Lecture 02
For today you should:
1) Read Chapter 2 of Think Stats 2e on NB.
2) Watch Jake Porway at TEDx
Today:
1) Chapter 1 discussion
2) Project descriptions
3) Chapter 2 discussion
For next time you should:
1) Read the project descriptions and fill in the survey. The deadline is Monday at 9am.
2) Read Chapter 3 of Think Stats 2e
Check out this AMA.
Quiz Tuesday on Chapters 1 through 3.
Project descriptions
Factors you might want to consider:
Known liaison?
Confidence in data?
Alignment of data with questions
Domain knowledge?
Stats beyond the scope of the class?
Potential for impact / social good
Venue for publication?
Chapter 2
Distribution: map from possible values to their probabilities.
"map" can mean a Python dictionary, other map type, function, or callable.
Histogram is a wrapper around a Python dictionary, maps from "values" to frequencies or counts.
thinkplot is a wrapper around matplotlib that knows about the classes in thinkstats2.
How would you describe these distributions?
Some of the characteristics we might want to report are:
central tendency: Do the values tend to cluster around a particular point?
modes: Is there more than one cluster?
spread: How much variability is there in the values?
tails: How quickly do the probabilities drop off as we move away from the modes?
outliers: Are there extreme values far from the modes?
Exercise: What's up with the bumps in the distribution of prglngth?
1) Print the value_counts for this variable and see if you can identify a pattern.

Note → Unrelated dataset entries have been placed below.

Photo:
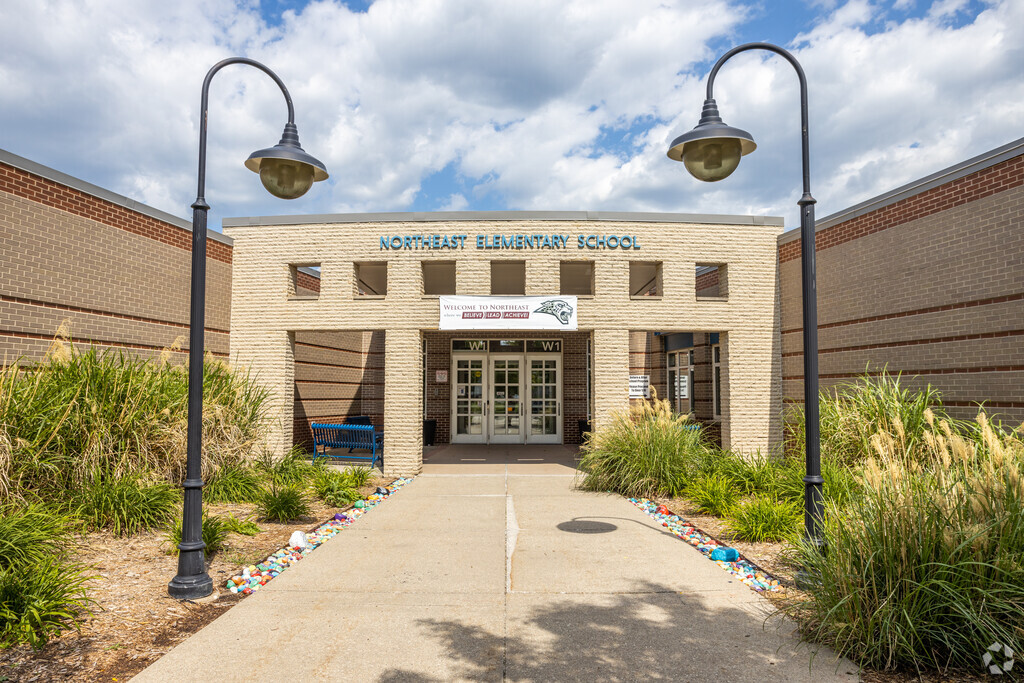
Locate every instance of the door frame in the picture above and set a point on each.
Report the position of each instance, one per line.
(492, 437)
(455, 436)
(559, 369)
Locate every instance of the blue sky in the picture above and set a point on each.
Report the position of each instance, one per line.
(444, 104)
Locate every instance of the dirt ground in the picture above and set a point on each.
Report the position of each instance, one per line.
(134, 622)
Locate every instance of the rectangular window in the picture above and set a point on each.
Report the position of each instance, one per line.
(303, 281)
(371, 279)
(717, 383)
(508, 278)
(645, 279)
(438, 278)
(712, 281)
(577, 278)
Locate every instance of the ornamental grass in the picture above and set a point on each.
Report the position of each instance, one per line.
(643, 452)
(79, 413)
(924, 568)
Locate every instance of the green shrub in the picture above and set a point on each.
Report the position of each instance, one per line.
(38, 600)
(751, 475)
(765, 519)
(852, 414)
(31, 534)
(294, 469)
(233, 483)
(125, 506)
(642, 453)
(283, 504)
(924, 565)
(334, 487)
(358, 476)
(81, 412)
(243, 526)
(840, 485)
(713, 494)
(214, 535)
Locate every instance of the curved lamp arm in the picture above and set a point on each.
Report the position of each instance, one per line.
(204, 105)
(803, 101)
(711, 131)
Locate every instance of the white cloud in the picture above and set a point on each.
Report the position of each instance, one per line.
(532, 104)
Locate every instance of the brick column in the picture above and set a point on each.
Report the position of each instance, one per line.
(269, 356)
(611, 374)
(751, 391)
(402, 403)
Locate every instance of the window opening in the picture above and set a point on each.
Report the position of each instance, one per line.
(508, 278)
(438, 278)
(576, 278)
(645, 279)
(717, 384)
(371, 278)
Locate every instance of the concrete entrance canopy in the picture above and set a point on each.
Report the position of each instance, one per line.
(644, 269)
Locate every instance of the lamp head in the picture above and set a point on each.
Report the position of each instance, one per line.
(286, 170)
(711, 152)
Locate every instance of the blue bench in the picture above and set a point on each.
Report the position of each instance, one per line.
(350, 436)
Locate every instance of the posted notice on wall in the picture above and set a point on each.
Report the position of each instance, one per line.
(639, 386)
(508, 312)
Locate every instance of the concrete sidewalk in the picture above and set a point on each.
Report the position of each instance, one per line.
(501, 574)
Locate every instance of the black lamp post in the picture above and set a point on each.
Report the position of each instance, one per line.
(287, 172)
(711, 152)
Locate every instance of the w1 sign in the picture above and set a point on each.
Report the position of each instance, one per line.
(508, 312)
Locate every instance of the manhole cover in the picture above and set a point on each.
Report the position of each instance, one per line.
(583, 526)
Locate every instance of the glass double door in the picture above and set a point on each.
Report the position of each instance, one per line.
(506, 398)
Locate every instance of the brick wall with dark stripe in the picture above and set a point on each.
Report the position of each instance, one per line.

2) Find the documentation of this variable, and generate possible explanations.
Summary statistics
Obvious examples: mean and variance.
What's the difference between variance and standard deviation, and why would we prefer one or the other?
Effect size: a summary statistic intended to communicate the size of an effect: difference in mean, risk ratio, odds ratio.
Exercises:
1) Based on the results in this chapter, suppose you were asked to summarize what you learned about whether first babies arrive late.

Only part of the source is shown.